As I have said, it is the respondents who sued the applicant in the Magistrate’s Court. There is no allegation that the respondents’ suit was wrongly filed in the Magistrate’s Court; in other words, it is not alleged that the magistrate has no jurisdiction to try the respondents’ case. The applicant had to file a defence to the action in the Magistrate’s Court and in his defence he raised a counterclaim. Under order VIII rule 2 the applicant was entitled to file his defence and to raise the counterclaim in the same defence. It would have been cumbersome for the applicant, to simply file his defence in the Magistrate’s Court and then file a separate suit in the High Court dealing with the matters raised in the counterclaim. It is agreed that the matters raised in the counterclaim are outside the jurisdiction of the Resident Magistrate at Kwale and it is on that basis that Mr Omwitsa for the respondents opposed the application, arguing that the counterclaim was “filed” in a Court without jurisdiction and accordingly this Court has no jurisdiction to transfer it. Mr Omwitsa relied on the Uganda High Court case of Kagenyi v Musiramo and another[1968] EA 43, where the then Chief Justice of Uganda Sir Udo Udoma held that

“ an order for the transfer of a suit from one Court to another cannot be made unless the suit has been in the first instance brought to a Court which has jurisdiction to try it” - see “Holding” No 2 at pg 43.

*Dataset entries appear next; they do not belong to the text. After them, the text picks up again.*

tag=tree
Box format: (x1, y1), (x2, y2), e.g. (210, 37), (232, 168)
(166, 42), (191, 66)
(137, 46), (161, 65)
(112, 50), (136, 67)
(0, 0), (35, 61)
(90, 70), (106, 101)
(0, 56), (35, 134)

The decision in the Ugandan case is not binding on me but even if it is right, it cannot apply in the circumstances of this case. In the Ugandan case, it was the plaintiff who, knowing well that the magistrate had no jurisdiction, instituted the suit in the Magistrate’s Court. In the present case, the applicant did not institute any suit in the Magistrate’s Court at Kwale. He had to file his defence to the claim made against him in the Kwale Court and as I have pointed out he was entitled to raise a counterclaim in the defence. He did exactly that and it is the claim made in the counterclaim itself that is outside the jurisdiction of the magistrate. In these circumstances I am satisfied the applicant is entitled to a transfer as prayed. Accordingly I grant this application in terms of the prayer contained in paragraph one of the summons dated the 21st February, 1992 and filed in Court on the 10th March 1992. The costs of the application shall be costs in the transferred case. These shall be my orders.

Dated and delivered at Mombasa this 22nd day of April , 1992.